“That’s not a number.”
“It’s the number we have.”
The Zenos hit the Reapers first.
A squad of Throgg’s creatures spills into the junction from a side corridor, claws carving into the deck. They charge us, then veer as the Zenos descend. The collision is immediate and obscene. The air fills with shrieks, chitin cracking, plasma fire, the copper stink of blood, and a sour alien musk that crawls across my tongue.
Dad backs up until his shoulder hits mine. “Are they fighting each other?”
“Yes.”
“Great. Great, that’s helpful.”
“Not if we remain between them.”
Dux fires into a Reaper trying to break through the mess toward us. “Please tell me you’ve got a door, a tunnel, a magic carpet, anything.”
“I have a dying ship and partial access to a crippled control grid.”
“So a Tuesday for you.”
“Essentially.”
I release his wrist and slide to the wall console beside the junction. The screen is cracked, flickering between dead static and corrupted schematics.
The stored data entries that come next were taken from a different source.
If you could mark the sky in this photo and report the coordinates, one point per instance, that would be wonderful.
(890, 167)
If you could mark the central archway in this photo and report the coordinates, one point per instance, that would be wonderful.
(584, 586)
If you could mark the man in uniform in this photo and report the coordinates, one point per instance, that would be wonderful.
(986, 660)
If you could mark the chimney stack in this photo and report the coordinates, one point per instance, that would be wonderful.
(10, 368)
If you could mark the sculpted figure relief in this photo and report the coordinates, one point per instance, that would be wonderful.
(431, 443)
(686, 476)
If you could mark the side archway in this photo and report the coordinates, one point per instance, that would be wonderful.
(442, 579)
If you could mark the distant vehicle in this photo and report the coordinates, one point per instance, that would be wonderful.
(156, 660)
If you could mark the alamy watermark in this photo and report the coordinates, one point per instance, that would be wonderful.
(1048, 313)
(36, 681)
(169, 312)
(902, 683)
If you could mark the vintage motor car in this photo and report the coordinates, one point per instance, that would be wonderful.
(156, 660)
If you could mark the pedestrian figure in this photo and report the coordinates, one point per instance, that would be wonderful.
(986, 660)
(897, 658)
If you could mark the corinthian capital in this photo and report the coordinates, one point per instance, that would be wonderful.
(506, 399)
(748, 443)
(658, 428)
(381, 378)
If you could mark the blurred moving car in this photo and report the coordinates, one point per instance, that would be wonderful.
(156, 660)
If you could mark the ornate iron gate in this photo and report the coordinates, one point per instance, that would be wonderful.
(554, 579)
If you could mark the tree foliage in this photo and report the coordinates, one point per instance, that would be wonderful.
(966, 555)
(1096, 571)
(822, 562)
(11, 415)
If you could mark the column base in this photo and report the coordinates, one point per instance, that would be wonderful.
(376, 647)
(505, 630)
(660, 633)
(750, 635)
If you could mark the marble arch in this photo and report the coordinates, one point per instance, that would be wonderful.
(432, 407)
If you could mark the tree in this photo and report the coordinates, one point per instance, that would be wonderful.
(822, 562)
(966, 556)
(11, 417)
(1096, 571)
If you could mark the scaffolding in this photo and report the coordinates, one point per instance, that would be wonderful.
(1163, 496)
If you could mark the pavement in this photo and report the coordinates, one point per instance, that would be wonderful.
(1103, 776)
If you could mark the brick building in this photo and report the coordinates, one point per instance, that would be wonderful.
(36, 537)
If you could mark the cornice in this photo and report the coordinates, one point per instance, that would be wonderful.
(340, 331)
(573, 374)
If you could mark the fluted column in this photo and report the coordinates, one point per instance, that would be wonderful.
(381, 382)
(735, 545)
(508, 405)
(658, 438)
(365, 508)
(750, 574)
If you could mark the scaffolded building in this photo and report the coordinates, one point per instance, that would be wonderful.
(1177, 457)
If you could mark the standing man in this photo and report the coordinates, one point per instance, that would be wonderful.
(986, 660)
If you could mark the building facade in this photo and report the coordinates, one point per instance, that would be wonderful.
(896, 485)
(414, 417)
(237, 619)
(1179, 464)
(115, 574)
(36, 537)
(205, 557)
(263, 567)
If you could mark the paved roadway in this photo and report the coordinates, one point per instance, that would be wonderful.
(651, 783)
I pry off the casing with my knife, shove two fingers into the wiring, and ignore the sting as current bites through my gloves.
Dux steps close, covering my right. “Talk to me.”
“Auxiliary launch access is still connected, but the direct corridor is compromised.”
“Compromised meaning blocked?”
“Compromised meaning filled with vacuum, fire, and things with teeth.”
Dad fires twice, misses once, hits something that screams. “So blocked.”
“I can reroute power to seal the forward breach and open service shutters beneath the launch spine.” I twist a wire, and the console spits sparks into my sleeve. “It gives us a gap.”
“A gap sounds good,” Dux says.
“A temporary gap.”
“How temporary?”
I taste blood where I bit the inside of my cheek. “Thirty seconds if the grid cooperates.”
Dad laughs once, sharp and brittle. “And if it doesn’t?”
The console display glitches, then flashes with a symbol that makes my stomach sink.
Throgg’s command sigil.
A voice pours from the wall speakers, distorted but unmistakable, thick with smug violence. “Roma. Little blade. I wondered when you would stop running.”
Dux goes still.
Dad mutters, “Oh, I hate him already.”
I keep my fingers in the wiring. “Throgg.”